CHRIS CAMPBELL Organisations, such as Cesa, are necessary to assist with capacity development issues to help mining companies comply with the necessary industry standards
While older generation consulting engineers have specialised in mining and are aware of the opportunities to add value to that sector, younger generation consulting engineers not employed in such environments are largely unaware of the opportunities presented by the mining industry.
As a result, more should be done among industry partners to share such information for future capacity development, says industry association Consulting Engineers South Africa (Cesa) CEO Chris Campbell.
“There is less interest among young engineers to specialise in mining, but what they do not understand is that there are diverse and exciting aspects of mining that are often concealed.
“It is important to educate and encourage the youth to consider a career in the mining industry, even if they have qualified in other disciplines of engineering outside mining engineering.”
Campbell adds that the shortage of mining consulting engineers has made it more difficult for players in the mining industry to keep pace with the requirements of the global industry standards for tailings management.
Organisations, such as Cesa, are, therefore, necessary to assist with capacity development issues to help mining companies comply with the necessary industry standards.

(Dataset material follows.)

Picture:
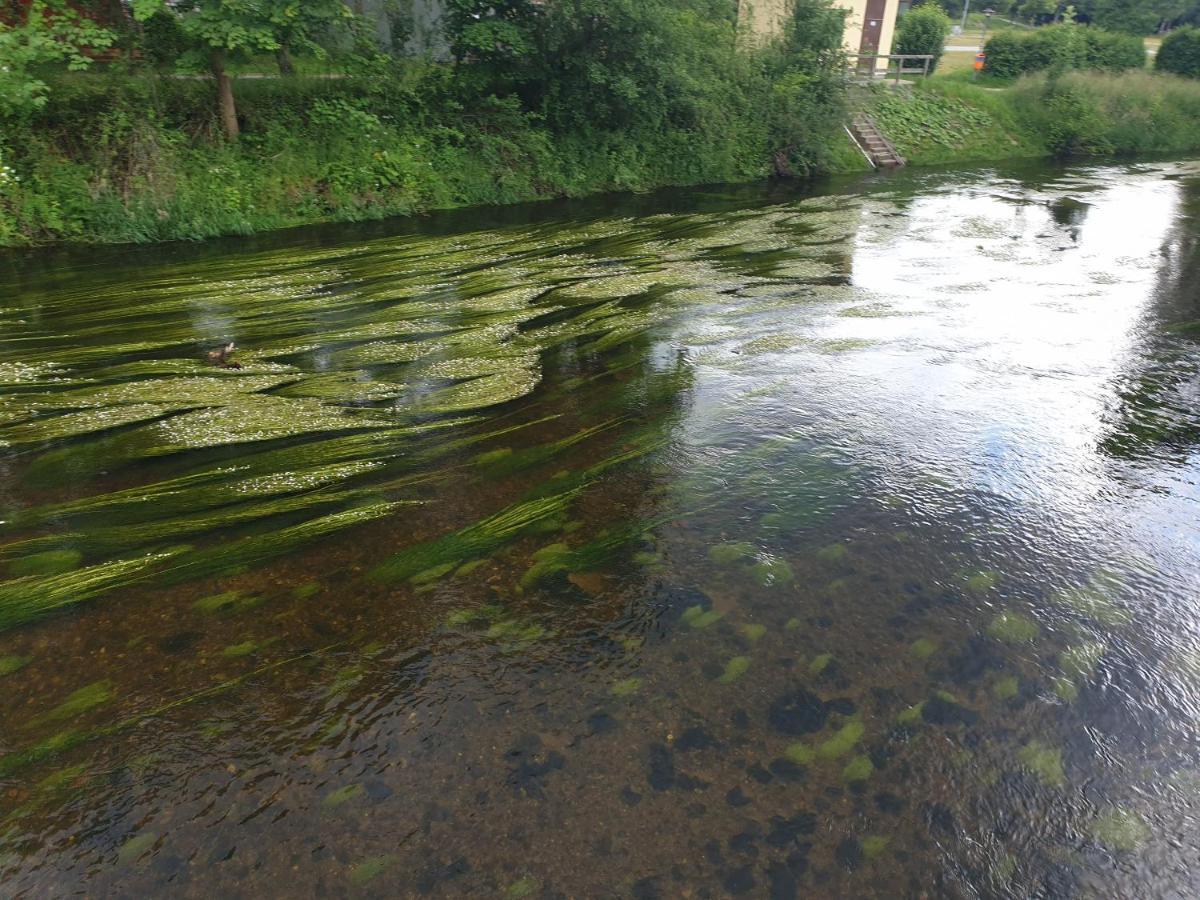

Recognising the need for more education initiatives to encourage younger people to specialise in mining, Cesa established its campaign, called Protecting Lives and Livelihoods, in 2020.
This campaign consists of various educational videos that highlight what a career as a consulting engineer entails.
“It was a deliberate effort to try and educate the public through a series of animations, that young children in primary education levels, as well as adults could relate to,” he says, adding that this was done to improve the understanding of the value brought by engineers to society.
Campbell explains that the programme was created to inform young people about the type of subjects and interests they need to focus on, especially during their school-going days, if they are interested in pursuing a career in engineering.
He adds that mathematics and science were typically key subjects required of a person interested in pursuing any career in the engineering field.
Campbell notes that consulting engineers have a complementary role to play in the mining industry especially, partly bolstered by a legacy of increasingly outsourcing services, which has led to a lack of specialty in-house engineering capability within some mining companies.
“The mining industry, in its pursuit of mining for various minerals, may have some expertise remaining to manage processes, people and some engineering [tasks],” he ventures, noting, however, that “the legacy of outsourcing makes it impossible for the mining companies to completely [manage specialist engineering tasks] on their own, [and] pursue their projects without the complementary support services of consulting engineers in the mining space”.
Inherent in running any mine are tasks “where you will find the absolute specialists”, he avers, including specialists in rock engineering, drilling, underground and opencast mining techniques, and the stabilising of stressed mining areas, to mention a few.
“So there is a complementary relationship [between the mining industry and consulting engineers],” says Campbell.
Meanwhile, he points out that Cesa has encountered a few challenges pertaining to the broadening of its member base in the mining industry, owing to mining companies’ having established and long-standing relationships with preferred consulting engineering companies, predominantly. This, Campbell says, leaves a lesser opportunity for other consulting engineering companies to access work and projects.
“We are now in the process of working on advocating to the mining industry how [they] might be able to use more Cesa member companies, in partnership with the ones they have had historical relationships [with],” he highlights.
This, Campbell says, can be used as a mechanism to address capacity challenges, future expertise development, and even in a manner that would assist the mining industry to meet some of the prescripts in the Mining Charter.
However, he states that Cesa is not looking to disrupt legacy relationships mining companies may have with certain consulting engineering firms, but is instead, “looking to encourage broader growth of those relationships between mining industry and Cesa member companies”.
In doing so, Campbell says Cesa is hopeful of spurring and encouraging a process of complementary succession for emerging or smaller consulting engineering firms, many of which are members of the organisation.
“We are looking to encourage broader growth of those relationships between the mining industry and Cesa member companies to establish a broader relationship with sector players. We aim to strengthen our partnerships with the mining industry and with voluntary associations,” he explains.
The organisation strives to hold its members accountable to ensure quality standards are maintained in the industry while continuing its efforts in establishing partnerships and expanding opportunities for its member base.
“We have a responsibility to ensure that our members act with integrity and provide quality, value-for-money services to strengthen and support the mining industry. We will continue to work at strengthening this relationship in the hope that there will, eventually, be a breakthrough,” he concludes.